If you were designing a metropolis from scratch and had a little tiny island just within view of the city's business center to work with, what would you put on it? Weird modern Swedish-esque apartment complexes? Strange windy roads that always seem to end up back where they started? A checkered history of mental hospitals, prisons, and smallpox quarantines (with "A lounging, listless, madhouse air," according to Charles Dickens, that's endured since the 1840s)? Spooky ruins of said buildings cordoned off by busted chainlink fences? Oh yeah, and then how would you connect it to the rest of the city? An amusement park-style system of tramcars with a record of breaking and leaving passengers stranded hundreds of feet in the air, probably, right? This place actually exists and people actually live here.
Zaragoza Grocery on Avenue A
People who say you can't get good mexican food in New York have no idea - there are a ton of tiny bodegas all over the city with amazing, cheap tacos and you don't even have to go to Jackson Heights or Sunset Park for 'em.

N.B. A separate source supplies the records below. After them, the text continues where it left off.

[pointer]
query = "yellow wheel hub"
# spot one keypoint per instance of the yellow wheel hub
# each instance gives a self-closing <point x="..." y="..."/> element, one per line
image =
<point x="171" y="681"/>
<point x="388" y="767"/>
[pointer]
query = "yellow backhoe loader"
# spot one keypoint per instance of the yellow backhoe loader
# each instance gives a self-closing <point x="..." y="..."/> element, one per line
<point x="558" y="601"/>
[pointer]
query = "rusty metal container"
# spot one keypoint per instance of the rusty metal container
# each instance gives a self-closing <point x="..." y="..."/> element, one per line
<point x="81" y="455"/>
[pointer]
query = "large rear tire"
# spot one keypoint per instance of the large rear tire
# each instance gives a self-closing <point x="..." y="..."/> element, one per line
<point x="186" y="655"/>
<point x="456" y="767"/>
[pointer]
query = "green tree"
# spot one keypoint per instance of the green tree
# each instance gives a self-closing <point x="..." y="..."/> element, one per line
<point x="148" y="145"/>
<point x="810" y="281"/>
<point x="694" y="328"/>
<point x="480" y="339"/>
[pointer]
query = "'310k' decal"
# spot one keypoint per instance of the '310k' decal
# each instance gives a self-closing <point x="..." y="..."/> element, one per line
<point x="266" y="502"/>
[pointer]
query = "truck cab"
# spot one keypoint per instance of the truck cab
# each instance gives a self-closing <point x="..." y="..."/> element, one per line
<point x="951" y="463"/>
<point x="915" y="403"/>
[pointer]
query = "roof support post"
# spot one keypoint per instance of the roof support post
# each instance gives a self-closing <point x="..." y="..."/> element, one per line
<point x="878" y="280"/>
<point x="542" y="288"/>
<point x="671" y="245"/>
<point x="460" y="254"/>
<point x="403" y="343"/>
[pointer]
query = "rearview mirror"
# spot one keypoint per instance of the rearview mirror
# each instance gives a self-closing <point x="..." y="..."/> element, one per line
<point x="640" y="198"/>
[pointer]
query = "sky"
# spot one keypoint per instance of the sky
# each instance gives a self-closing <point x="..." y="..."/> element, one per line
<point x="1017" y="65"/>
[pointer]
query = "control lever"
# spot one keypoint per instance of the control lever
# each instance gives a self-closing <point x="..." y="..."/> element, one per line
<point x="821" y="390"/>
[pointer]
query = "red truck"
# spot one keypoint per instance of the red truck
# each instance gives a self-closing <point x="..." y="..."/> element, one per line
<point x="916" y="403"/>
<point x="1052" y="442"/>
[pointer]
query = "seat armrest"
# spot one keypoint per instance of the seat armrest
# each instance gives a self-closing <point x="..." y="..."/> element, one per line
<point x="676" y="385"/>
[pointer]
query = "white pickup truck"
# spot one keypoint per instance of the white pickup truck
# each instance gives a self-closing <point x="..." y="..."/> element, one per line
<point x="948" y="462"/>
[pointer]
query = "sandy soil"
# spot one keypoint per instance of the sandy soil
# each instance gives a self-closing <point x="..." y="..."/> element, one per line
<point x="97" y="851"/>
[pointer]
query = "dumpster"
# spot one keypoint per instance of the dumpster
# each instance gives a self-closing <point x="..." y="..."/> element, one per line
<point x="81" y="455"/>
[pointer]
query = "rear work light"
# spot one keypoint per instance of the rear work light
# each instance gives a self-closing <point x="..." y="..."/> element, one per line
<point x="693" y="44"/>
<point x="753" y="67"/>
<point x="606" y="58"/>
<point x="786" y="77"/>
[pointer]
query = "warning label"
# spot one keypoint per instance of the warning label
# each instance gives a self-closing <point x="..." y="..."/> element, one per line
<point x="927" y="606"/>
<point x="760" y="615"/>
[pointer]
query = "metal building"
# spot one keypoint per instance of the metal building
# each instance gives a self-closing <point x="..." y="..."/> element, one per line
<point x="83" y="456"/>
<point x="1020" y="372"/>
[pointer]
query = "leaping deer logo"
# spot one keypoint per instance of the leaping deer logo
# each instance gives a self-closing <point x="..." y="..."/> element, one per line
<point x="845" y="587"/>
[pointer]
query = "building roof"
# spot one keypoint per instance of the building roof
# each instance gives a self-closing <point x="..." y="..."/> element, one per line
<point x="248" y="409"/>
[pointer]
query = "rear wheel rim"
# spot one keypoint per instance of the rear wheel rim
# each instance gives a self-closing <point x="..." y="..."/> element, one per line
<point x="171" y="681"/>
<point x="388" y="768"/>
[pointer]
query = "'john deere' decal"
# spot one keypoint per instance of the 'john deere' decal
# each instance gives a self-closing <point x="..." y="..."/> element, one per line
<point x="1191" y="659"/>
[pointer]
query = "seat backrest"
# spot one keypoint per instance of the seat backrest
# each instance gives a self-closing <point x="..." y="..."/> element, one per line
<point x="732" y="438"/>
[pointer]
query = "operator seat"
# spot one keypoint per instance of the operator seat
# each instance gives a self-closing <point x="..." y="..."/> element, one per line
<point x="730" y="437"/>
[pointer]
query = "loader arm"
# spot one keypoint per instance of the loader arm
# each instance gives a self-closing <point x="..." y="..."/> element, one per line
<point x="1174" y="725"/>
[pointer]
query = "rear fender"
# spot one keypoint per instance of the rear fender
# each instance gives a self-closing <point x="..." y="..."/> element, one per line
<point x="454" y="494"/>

The pork tacos here are great and they usually have weirder stuff like chorizo/potato and goat and "lengua", too (the last is best avoided actually, unless simulaneously squishy/crunchy chunks of cow tongue are your thing). The four tables are usually occupied by wasted dudes talking politics in Spanish and listening to Tigres Del Norte on the incongruous internet jukebox but they're cool with it if you sit there with them. This joint narrowly beats out the wonderfully/wrongfully pessimistically named "Mexico 2000" as my favorite in the city, but these places are kind of all over and I don't know how any of them stay open selling $2.50 tacos so I'd encourage you to support them unless you think New York needs another T-Mobile store or hate awesome, delicious and cheap food and everyone who eats it or ever does anything awesome.
The Beach
I saw the craziest thing on the shuttle train back from Rockaway Beach last time. There were two bunches of kids who started puffing up at each other (I think because one of them wouldn't share his bottle of vodka with someone from the other group) and it pretty much seemed like some sort of fight was inevitable. The kid who wouldn't share, this really tall wiry dude with huge curly hair, started pacing back and forth, getting all loosey-goosey and saying, "Oh I love this shit, I love this shit," over and over. Then he went over to his sidekick (who was sitting right next to me) and, motioning his backpack, said, "Don't take it out unless he pulls something, then you give it to me" (this was the point at which parents-with-kids started standing up and moving to the other end of the train). The sidekick was like, "Yeah, yeah, okay," but then he held off the kid for a second and went over to talk to whoever the second-in-charge of the other group was, and the two of them talked for a while and I guess they must have squashed it because all of a sudden everyone from both groups, like 15 kids in all, STARTED DOING THIS REALLY CRAZY WIGGLY DANCE AND STANDING ON THE SEATS AND SINGING AND CLAPPING AND CHANTING something that I couldn't understand for like two minutes until the train pulled into the station and everyone got off. Anyway, New York actually has pretty nice beaches if you avoid Coney Island and I really like going to them. I feel like I'm writing for "Metropolitan Diary".
Gimme Gimme Records on 5th St. between 1st and 2nd Ave.
The only good record store still standing from when I moved to New York and for good reason; I feel like a pretty huge percentage of my favorite records I've gotten here. It's not uniformly cheap (the dude who runs the store knows what he's got), but most stuff's priced to get out of the store - dollar records are a dollar, 5 dollar records are 5 dollars, and actually pricey stuff at least goes on the wall for a while before it goes on eBay. It's also the rare store that's good for all genres which means you can fix a Beefheart jones at the same time as one for Diamond D and the Psychotic Neurotics. One of the few places left from my age-22-bum-around-on-a-sunny-day routine.